With Oprah Winfrey’s explosive interview with Prince Harry and Meghan Markle airing in the early hours of Monday morning in the UK, there was little the nation’s press could do to get the couple’s comments on the front page of their papers.
But after Monday’s fallout from the interview, and its airing on ITV, the fallout was predictably splashed across front pages.
The Daily Mail which, alongside its online division the Mail Online has covered the Sussexes in minute detail, screamed: “WHAT HAVE THEY DONE?”
The paper’s royal editor Rebecca English said the “bombshell” interview left Buckingham Palace “paralysed with ‘horror and dismay’, adding: “The Queen, Prince Charles and Prince William were all locked in crisis talks over how to react to a string of incendiary accusations unleashed by Harry and wife Meghan during (the) two-hour special”.
The Mirror, meanwhile, identified the interview as the “worst Royal crisis in 85 years” – drawing a number of comparisons online with the coverage of Prince Andrew’s car-crash Newsnight interview about his friendship with paedophile Jeffrey Epstein in November 2019.
In a front page opinion piece, Daily Telegraph columnist Allison Pearson says the interview represented a “devastating insult” to the Queen which would not only affect the royal family but could destabilise the Commonwealth.
She wrote: “Above all, many of us will have felt the insult to the Queen. However loudly Harry and Meghan may have proclaimed their affection for the monarch there is no question that their interview was a devastating act of lese-majeste. The couple unleashed demons which could destabilise her beloved Commonwealth and threaten the future of the monarchy itself.
“Harry once reportedly said: What Meghan wants Meghan gets. But is this really what she wanted?”
Describing a “weird, reeling ride of an interview”, Pearson said its timing – with the Duke of Edinburgh in hospital – made it look “vengeful, self-absorbed and attention-seeking”.
Several papers, including The Times, The Guardian and The Independent focused on Meghan’s statement when she was pregnant with Archie a member of the royal family raised “concerns and conversations about how dark his skin might be when he’s born”.
The couple have not identified the member of the royal family who made the comments, but Winfrey confirmed on Monday that it was neither the Queen nor Prince Philip who had made the racist remarks.
A leading article in The Times said the racism allegation “could hardly be more damaging to the royal family”.
Meanwhile Daily Express columnist Stephen Pollard criticised the Sussexes for electing to air their grievances on “prime time TV”.
He compared the interview with the Queen’s earlier Commonwealth address, writing: “Meghan and Harry took to the airwaves for a two-hour long interview in which they spoke about themselves, their feelings and their wishes to the exclusion of all else.”

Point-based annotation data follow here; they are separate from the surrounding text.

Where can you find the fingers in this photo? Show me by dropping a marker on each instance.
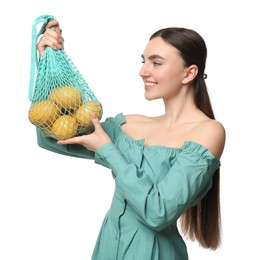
(74, 140)
(52, 38)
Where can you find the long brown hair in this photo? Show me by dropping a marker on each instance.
(203, 221)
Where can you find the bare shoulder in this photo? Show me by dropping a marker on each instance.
(212, 135)
(131, 118)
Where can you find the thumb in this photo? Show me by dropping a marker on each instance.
(95, 121)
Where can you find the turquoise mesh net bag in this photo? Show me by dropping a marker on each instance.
(61, 101)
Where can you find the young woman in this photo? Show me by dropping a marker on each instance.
(166, 167)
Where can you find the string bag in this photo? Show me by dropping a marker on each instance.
(61, 101)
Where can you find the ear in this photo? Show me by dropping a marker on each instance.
(190, 74)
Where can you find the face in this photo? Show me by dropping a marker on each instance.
(162, 71)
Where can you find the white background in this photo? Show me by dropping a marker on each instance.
(52, 206)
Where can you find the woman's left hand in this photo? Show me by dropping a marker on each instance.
(92, 141)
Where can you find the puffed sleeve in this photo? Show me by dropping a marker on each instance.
(183, 186)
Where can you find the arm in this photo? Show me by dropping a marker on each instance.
(160, 204)
(77, 148)
(70, 150)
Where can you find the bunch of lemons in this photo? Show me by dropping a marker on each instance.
(63, 114)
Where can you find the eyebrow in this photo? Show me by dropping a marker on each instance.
(154, 56)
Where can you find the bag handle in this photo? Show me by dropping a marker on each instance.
(34, 54)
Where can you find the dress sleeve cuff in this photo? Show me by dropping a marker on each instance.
(108, 155)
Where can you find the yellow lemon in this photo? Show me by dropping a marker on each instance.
(84, 112)
(43, 113)
(64, 127)
(66, 97)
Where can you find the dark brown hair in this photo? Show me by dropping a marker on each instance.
(201, 222)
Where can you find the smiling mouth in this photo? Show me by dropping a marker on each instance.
(150, 84)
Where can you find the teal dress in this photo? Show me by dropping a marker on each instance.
(154, 185)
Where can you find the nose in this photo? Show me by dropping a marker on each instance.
(144, 72)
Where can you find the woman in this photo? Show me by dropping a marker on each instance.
(165, 167)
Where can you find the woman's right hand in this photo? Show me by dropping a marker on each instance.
(51, 38)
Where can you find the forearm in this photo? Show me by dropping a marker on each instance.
(50, 144)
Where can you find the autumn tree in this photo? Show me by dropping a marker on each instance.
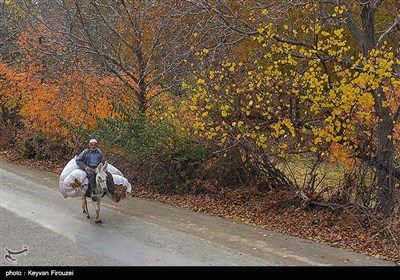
(315, 81)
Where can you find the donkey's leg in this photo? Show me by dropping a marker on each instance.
(97, 207)
(84, 207)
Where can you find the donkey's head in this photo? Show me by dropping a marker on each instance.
(101, 178)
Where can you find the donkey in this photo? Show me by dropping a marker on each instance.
(100, 191)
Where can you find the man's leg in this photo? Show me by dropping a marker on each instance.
(110, 183)
(92, 182)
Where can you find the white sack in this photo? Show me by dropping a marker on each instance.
(120, 180)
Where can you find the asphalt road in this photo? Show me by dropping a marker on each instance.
(38, 227)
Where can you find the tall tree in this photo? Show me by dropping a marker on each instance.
(336, 54)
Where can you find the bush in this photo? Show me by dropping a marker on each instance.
(40, 147)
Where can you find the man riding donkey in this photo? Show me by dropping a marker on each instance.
(88, 160)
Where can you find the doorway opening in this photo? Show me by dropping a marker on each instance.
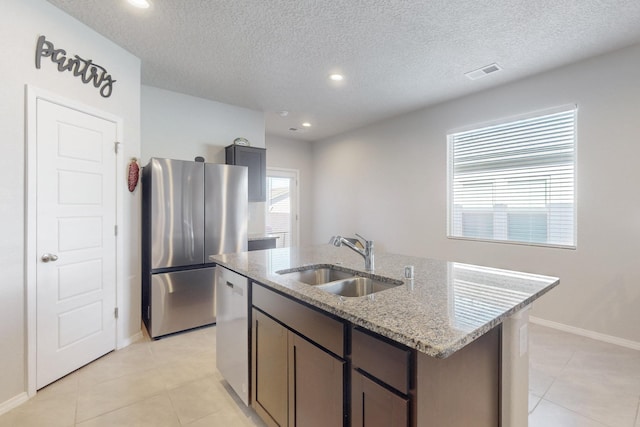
(282, 206)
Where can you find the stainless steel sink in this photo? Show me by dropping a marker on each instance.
(357, 286)
(343, 282)
(317, 276)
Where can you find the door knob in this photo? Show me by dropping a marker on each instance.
(49, 257)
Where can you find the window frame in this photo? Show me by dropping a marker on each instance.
(506, 121)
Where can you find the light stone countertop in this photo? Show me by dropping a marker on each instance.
(445, 307)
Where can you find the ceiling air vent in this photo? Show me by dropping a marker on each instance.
(481, 72)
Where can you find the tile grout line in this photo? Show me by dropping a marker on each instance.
(119, 408)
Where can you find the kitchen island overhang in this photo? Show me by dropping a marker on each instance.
(445, 309)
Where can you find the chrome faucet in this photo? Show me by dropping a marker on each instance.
(366, 253)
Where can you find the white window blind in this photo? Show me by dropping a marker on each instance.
(515, 181)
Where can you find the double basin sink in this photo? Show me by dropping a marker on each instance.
(340, 281)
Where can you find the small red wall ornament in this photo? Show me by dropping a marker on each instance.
(134, 174)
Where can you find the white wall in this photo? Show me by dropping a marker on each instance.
(289, 154)
(21, 23)
(178, 126)
(389, 180)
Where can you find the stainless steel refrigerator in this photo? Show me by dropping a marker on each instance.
(190, 210)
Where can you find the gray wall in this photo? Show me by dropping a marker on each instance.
(389, 180)
(21, 23)
(178, 126)
(289, 154)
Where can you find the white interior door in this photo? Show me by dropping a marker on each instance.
(282, 206)
(75, 240)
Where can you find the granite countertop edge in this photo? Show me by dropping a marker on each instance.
(371, 320)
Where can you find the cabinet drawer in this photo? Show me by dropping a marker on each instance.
(374, 406)
(385, 361)
(314, 325)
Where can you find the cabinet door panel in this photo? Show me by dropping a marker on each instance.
(374, 406)
(317, 385)
(269, 369)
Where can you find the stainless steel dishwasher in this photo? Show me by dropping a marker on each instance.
(232, 335)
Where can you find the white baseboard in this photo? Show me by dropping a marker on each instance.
(586, 333)
(13, 402)
(130, 340)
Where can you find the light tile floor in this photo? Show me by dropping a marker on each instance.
(574, 382)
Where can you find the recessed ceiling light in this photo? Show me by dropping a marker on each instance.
(481, 72)
(140, 4)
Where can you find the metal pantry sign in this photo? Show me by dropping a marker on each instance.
(83, 68)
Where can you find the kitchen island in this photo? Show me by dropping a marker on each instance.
(460, 330)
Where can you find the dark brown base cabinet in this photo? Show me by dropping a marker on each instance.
(296, 381)
(381, 379)
(302, 374)
(373, 405)
(270, 369)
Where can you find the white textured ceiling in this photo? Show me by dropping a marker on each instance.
(396, 55)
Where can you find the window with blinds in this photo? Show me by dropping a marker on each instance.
(515, 181)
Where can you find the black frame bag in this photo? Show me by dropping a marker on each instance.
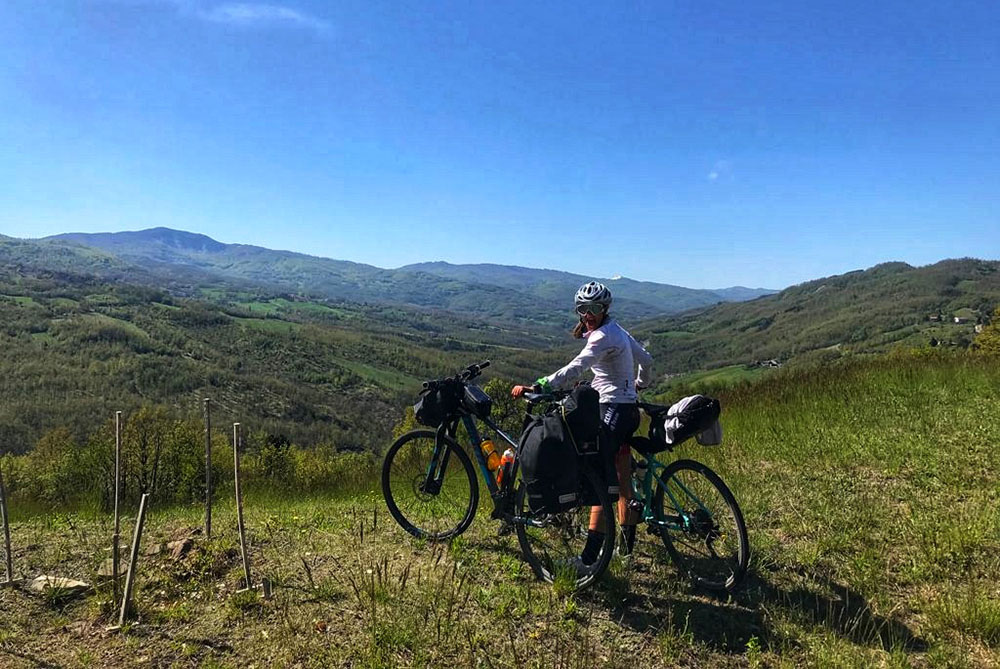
(549, 465)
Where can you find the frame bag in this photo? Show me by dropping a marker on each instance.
(582, 412)
(548, 464)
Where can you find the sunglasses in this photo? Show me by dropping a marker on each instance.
(594, 309)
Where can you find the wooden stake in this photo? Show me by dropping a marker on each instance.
(116, 537)
(6, 531)
(237, 443)
(130, 576)
(208, 469)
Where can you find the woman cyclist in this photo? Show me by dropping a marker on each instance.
(612, 354)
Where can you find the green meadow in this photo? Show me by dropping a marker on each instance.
(870, 490)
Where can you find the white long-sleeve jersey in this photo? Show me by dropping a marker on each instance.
(611, 353)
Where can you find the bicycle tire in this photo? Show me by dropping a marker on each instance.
(703, 564)
(420, 513)
(570, 529)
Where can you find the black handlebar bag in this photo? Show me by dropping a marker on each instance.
(436, 404)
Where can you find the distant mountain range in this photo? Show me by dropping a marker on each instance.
(492, 292)
(866, 311)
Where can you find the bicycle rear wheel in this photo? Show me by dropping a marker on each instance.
(701, 525)
(448, 507)
(553, 543)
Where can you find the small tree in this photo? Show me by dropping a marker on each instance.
(988, 341)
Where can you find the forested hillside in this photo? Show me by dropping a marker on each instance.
(491, 292)
(873, 310)
(73, 349)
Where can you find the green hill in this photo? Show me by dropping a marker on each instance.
(866, 311)
(869, 490)
(491, 292)
(73, 349)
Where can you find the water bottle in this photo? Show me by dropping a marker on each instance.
(638, 478)
(490, 453)
(506, 462)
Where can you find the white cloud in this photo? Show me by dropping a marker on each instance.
(260, 14)
(245, 14)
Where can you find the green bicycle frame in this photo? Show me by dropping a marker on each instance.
(678, 522)
(439, 458)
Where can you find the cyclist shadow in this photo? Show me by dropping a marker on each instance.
(728, 624)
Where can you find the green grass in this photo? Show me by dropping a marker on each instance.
(268, 324)
(869, 491)
(720, 377)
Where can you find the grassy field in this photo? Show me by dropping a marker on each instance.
(870, 492)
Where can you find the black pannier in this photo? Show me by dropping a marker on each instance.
(436, 404)
(477, 402)
(548, 464)
(696, 415)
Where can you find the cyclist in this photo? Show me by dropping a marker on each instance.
(612, 353)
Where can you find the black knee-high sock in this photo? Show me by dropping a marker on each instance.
(594, 542)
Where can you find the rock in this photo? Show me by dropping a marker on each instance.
(180, 548)
(67, 587)
(79, 628)
(154, 549)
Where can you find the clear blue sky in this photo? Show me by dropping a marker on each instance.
(700, 143)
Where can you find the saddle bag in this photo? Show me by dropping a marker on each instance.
(695, 416)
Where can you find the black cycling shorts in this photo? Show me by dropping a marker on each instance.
(621, 420)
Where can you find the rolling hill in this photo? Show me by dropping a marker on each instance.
(491, 292)
(867, 311)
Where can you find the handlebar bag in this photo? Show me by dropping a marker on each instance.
(477, 401)
(549, 465)
(435, 405)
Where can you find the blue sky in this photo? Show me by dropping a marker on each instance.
(702, 143)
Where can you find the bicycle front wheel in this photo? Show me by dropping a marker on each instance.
(553, 543)
(438, 511)
(701, 525)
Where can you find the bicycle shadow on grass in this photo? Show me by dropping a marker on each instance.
(727, 624)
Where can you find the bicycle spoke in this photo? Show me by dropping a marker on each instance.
(707, 539)
(431, 511)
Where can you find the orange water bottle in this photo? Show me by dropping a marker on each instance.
(506, 462)
(490, 453)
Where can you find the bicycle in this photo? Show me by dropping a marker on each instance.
(431, 490)
(693, 512)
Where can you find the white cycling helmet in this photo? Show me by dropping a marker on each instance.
(593, 292)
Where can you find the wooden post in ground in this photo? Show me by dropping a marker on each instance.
(237, 443)
(134, 558)
(9, 563)
(208, 469)
(116, 537)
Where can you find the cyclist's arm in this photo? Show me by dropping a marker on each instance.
(590, 354)
(645, 374)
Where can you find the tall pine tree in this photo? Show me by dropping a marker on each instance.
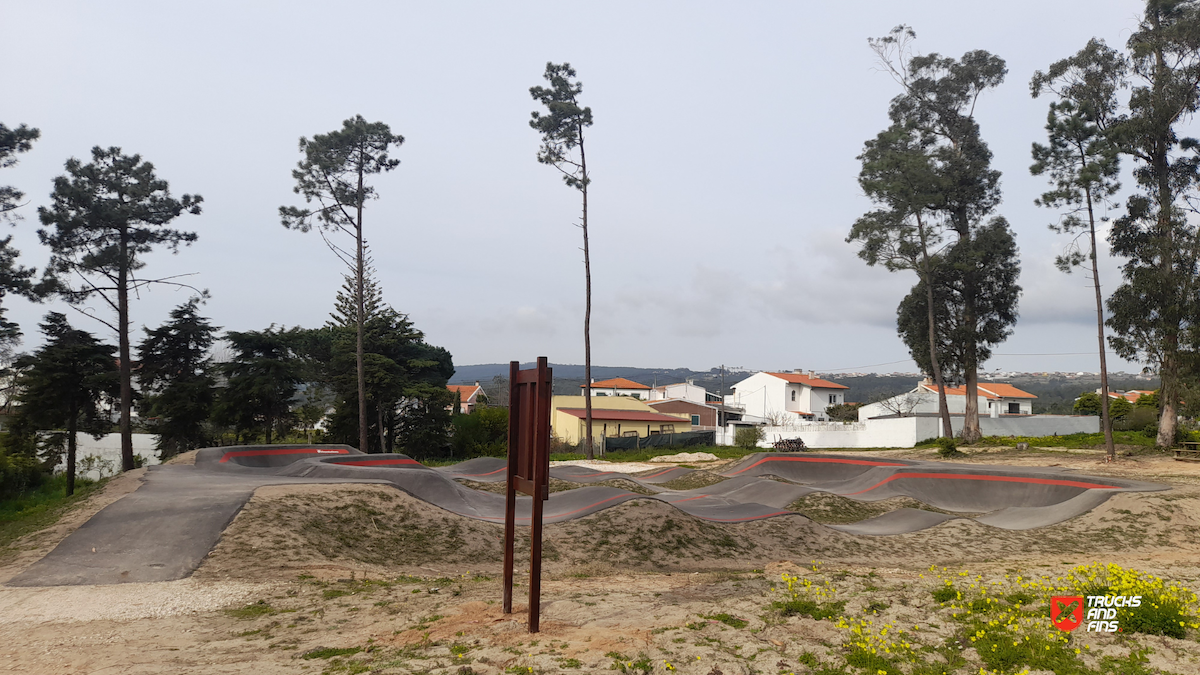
(64, 383)
(103, 219)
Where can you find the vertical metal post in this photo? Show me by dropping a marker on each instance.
(510, 497)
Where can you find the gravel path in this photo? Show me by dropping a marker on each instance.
(124, 602)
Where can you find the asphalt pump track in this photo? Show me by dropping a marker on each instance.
(165, 529)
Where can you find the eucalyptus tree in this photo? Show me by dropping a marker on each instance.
(333, 179)
(102, 219)
(64, 383)
(905, 233)
(937, 101)
(562, 133)
(989, 269)
(1083, 162)
(1155, 311)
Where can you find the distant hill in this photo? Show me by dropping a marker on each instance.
(569, 377)
(1055, 393)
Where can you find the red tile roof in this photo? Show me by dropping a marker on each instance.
(815, 382)
(624, 416)
(617, 383)
(466, 390)
(989, 389)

The Daily Star took a rather different direction, featuring a cartoon picture of a TV set on its front page with the headline: “Our telly broke at 8.59pm last night. Did we miss anything?”
While the interview aired in the US on Sunday night, it was shown on British televisions by ITV at 9pm on Monday night.
The Metro used a full-page picture of the couple with their son Archie, released on Monday in the wake of the interview, to lead their coverage with the headline “Just The Four Of Us Now”.
The Society of Editors (SoE), which represents almost 400 members in senior journalism positions, was met with criticism on Monday after it published an article with the headline: UK media not bigoted: SoE responds to Sussexes’ claims of racism”.
It stated: “The UK media is not bigoted and will not be swayed from its vital role holding the rich and powerful to account following the attack on the press by the Duke and Duchess of Sussex”.
A 2016 study by City University London found that the British journalism industry is 94% white, with just 0.2% journalists Black.
In February Meghan won her High Court privacy case against the Mail on Sunday over the newspaper’s publication of extracts of a “personal and private” handwritten letter she had written to her estranged father Thomas Markle.
On March 5 a High Court judge ruled that Associated Newspapers, which runs both The Mail on Sunday and MailOnline, must print a front-page apology to Meghan on both tabloids.